In his September 2015 address to the U.S. Congress, Pope Francis included American journalist, controversial social activist, and Catholic convert Dorothy Day (1897–1980) in a short list of exemplary Americans, together with Abraham Lincoln, Martin Luther King Jr., and Thomas Merton. On Tuesday, November 7, at 6:00 p.m. at Georgian Court University, Day’s granddaughter Kate Hennessy will discuss her new book, Dorothy Day: The World Will Be Saved by Beauty, providing an intimate portrait of a woman who fought for the poorest of the poor. The discussion, which is part of Critical Concerns 2017, will take place in the Little Theatre on GCU’s Lakewood campus and is free and open to the public.

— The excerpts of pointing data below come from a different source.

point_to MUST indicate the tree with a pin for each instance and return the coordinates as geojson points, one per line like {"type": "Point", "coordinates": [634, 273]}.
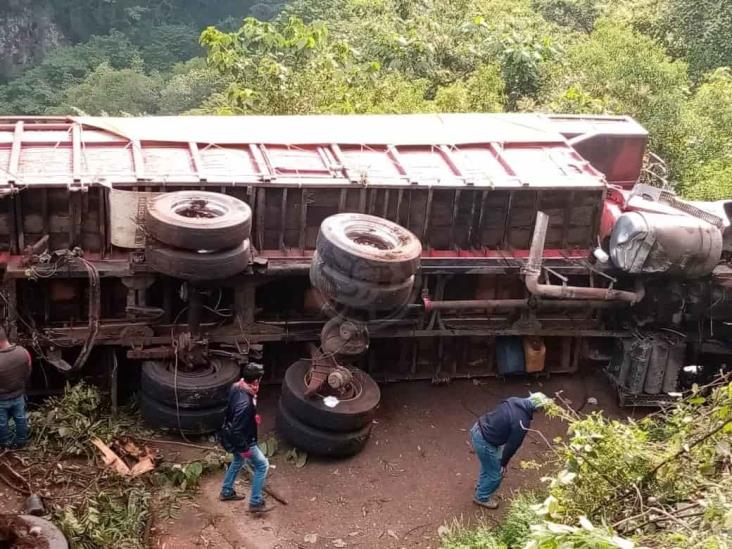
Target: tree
{"type": "Point", "coordinates": [113, 92]}
{"type": "Point", "coordinates": [44, 86]}
{"type": "Point", "coordinates": [702, 33]}
{"type": "Point", "coordinates": [190, 85]}
{"type": "Point", "coordinates": [707, 169]}
{"type": "Point", "coordinates": [579, 15]}
{"type": "Point", "coordinates": [618, 70]}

A book signing will follow in the Sister Mary Joseph Cunningham Library.
Kate Hennessy is a writer and the youngest of Dorothy Day’s nine grandchildren. Her work has been included in Best American Travel Writing, and she is the editor of Dorothy Day and the Catholic Worker: The Miracle of Our Continuance (2016), in collaboration with the photographer Vivian Cherry. In Dorothy Day: The World Will Be Saved by Beauty (2017), Ms. Hennessy provides a frank and reflective, heartfelt and humorous portrayal of her grandmother as it unfolds against a backdrop of New York City from the 1910s to the 1980s and world events spanning from World War I to Vietnam. While tenderly rendered, this account will show her as driven to do good but dogmatic, loving but judgmental, in particular with regards to her only daughter, Tamar.

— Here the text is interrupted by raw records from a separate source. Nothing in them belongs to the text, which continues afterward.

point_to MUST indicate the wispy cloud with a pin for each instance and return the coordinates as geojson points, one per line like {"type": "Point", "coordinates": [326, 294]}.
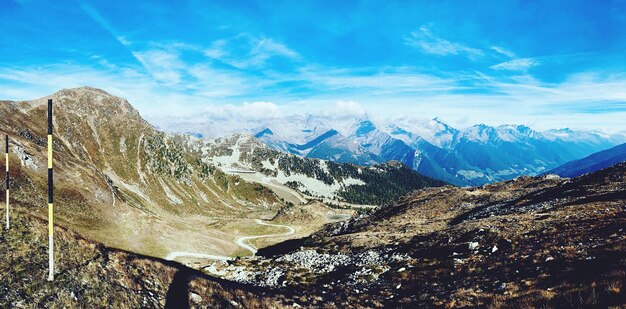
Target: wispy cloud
{"type": "Point", "coordinates": [503, 51]}
{"type": "Point", "coordinates": [424, 40]}
{"type": "Point", "coordinates": [520, 64]}
{"type": "Point", "coordinates": [246, 51]}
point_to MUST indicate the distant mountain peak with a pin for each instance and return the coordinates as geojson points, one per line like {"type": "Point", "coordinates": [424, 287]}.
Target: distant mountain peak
{"type": "Point", "coordinates": [364, 127]}
{"type": "Point", "coordinates": [263, 132]}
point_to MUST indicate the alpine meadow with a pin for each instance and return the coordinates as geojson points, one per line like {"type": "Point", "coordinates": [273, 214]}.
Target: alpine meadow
{"type": "Point", "coordinates": [313, 154]}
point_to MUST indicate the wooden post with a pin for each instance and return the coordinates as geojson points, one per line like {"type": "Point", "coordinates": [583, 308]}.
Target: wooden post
{"type": "Point", "coordinates": [6, 184]}
{"type": "Point", "coordinates": [50, 198]}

Dorothy Day: An Unusual Candidate for Sainthood
In the 1930s, Day worked closely with fellow activist Peter Maurin to establish the Catholic Worker Movement, a pacifist movement that combines direct aid for the poor and homeless with nonviolent direct action on their behalf. She practiced civil disobedience, which led several arrests, including one in 1973 at the age of 75. Day was also an active journalist, and described her social activism in her writings. She co-founded the Catholic Worker newspaper in 1933 and served as its editor until her death in 1980.
Day wrote about her conversion to Catholicism in her 1952 autobiography, The Long Loneliness, and Pope Benedict XVI used her story as an example of how to “journey towards faith in . . . a secularized environment.” Despite her earlier bohemian lifestyle, the Church has opened the cause for Day’s possible canonization, which was accepted by the Holy See for investigation in 2000, allowing her to be called a “Servant of God.”